I think my mouth fell open just a little in surprise. “Marcus didn’t know. How did you know?”
She looked at me like I was dense as a block of wood. “I called him.”
I bit the end of my tongue so I wouldn’t say anything that later I’d wish I had kept to myself.
“You disapprove,” Hope said.
Everything I knew about Elliot Gordon came from Marcus. He’d been a mostly absent father, building his career as a criminal defense attorney while Marcus and his sister, Hannah, were growing up, and when he was present, he’d set impossibly high standards for his only son. “I think getting in touch with his father was Marcus’s call,” I said, taking a deep breath and exhaling slowly.

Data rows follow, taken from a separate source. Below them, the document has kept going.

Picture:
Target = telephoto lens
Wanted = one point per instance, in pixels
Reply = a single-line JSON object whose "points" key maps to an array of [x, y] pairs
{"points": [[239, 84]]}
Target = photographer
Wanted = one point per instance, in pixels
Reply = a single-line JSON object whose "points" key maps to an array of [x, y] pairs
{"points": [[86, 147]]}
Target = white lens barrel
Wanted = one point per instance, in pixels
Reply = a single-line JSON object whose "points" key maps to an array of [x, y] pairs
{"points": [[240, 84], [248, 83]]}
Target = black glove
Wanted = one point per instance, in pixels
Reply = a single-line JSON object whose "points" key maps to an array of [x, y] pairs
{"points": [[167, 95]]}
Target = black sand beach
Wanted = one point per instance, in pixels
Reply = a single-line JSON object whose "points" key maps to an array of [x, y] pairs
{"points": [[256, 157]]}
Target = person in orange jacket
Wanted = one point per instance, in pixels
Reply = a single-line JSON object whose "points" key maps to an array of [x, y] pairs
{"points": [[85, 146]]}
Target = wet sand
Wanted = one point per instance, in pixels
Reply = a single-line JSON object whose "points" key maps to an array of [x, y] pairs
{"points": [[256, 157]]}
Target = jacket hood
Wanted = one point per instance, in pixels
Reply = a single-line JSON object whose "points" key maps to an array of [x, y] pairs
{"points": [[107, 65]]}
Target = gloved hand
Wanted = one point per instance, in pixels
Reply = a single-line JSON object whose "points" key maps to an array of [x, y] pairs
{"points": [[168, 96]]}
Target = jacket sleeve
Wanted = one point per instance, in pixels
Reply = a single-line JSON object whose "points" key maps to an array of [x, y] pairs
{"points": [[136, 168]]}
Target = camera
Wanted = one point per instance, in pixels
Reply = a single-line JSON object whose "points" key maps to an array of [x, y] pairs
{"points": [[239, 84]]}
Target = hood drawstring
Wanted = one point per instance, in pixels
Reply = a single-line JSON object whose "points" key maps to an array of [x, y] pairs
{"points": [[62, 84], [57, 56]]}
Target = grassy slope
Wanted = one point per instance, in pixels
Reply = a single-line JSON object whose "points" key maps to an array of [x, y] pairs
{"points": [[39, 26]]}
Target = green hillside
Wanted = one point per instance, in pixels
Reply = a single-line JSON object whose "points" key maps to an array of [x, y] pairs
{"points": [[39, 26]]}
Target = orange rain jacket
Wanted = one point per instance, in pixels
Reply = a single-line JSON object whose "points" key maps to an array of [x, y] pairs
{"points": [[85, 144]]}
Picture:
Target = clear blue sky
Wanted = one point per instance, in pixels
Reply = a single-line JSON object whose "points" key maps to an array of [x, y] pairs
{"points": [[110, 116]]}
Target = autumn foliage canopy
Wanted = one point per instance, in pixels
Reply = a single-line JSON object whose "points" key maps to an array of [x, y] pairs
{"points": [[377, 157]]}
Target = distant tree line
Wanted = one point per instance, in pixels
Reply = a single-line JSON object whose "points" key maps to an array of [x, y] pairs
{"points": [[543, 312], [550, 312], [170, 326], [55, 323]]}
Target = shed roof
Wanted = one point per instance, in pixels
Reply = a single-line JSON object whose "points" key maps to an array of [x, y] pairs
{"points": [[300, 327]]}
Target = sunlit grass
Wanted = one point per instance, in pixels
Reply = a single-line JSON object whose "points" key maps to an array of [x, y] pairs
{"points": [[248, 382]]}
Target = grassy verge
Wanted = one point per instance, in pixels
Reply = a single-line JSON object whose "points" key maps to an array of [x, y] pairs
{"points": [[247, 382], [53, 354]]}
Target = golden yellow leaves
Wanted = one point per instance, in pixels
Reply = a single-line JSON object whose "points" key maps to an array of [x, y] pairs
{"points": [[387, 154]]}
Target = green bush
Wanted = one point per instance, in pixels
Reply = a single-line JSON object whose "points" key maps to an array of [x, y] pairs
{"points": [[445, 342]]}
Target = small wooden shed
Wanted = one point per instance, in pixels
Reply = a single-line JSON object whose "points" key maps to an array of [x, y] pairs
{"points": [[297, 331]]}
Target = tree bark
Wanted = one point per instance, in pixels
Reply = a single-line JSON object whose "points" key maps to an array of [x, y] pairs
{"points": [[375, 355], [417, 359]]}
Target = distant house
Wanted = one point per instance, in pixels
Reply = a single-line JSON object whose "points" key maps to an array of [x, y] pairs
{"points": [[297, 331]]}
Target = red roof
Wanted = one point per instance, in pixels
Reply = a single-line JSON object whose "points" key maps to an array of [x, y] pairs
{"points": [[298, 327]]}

“He never would have done it, Kathleen. I had to. Desperate times call for desperate measures.”
She didn’t see that she’d crossed a line. All of a sudden I wasn’t so sure this partnership was a good idea.
Hope must have had her phone on vibrate because she suddenly pulled it out of her pocket and looked at the screen. “I have to go,” she said. “If anything else happens, call me.” She didn’t wait for my answer.
I turned around to find Owen standing in the doorway. “You heard,” I said. I wasn’t even going to pretend that I was thinking out loud. There was no one around.
Owen narrowed his golden eyes.
“She shouldn’t have called his father,” I said. Owen followed me back into the kitchen. When I sat down he jumped onto my lap. “This was a mistake. I shouldn’t have agreed to try to work with her. And I shouldn’t have been doing it behind Marcus’s back.”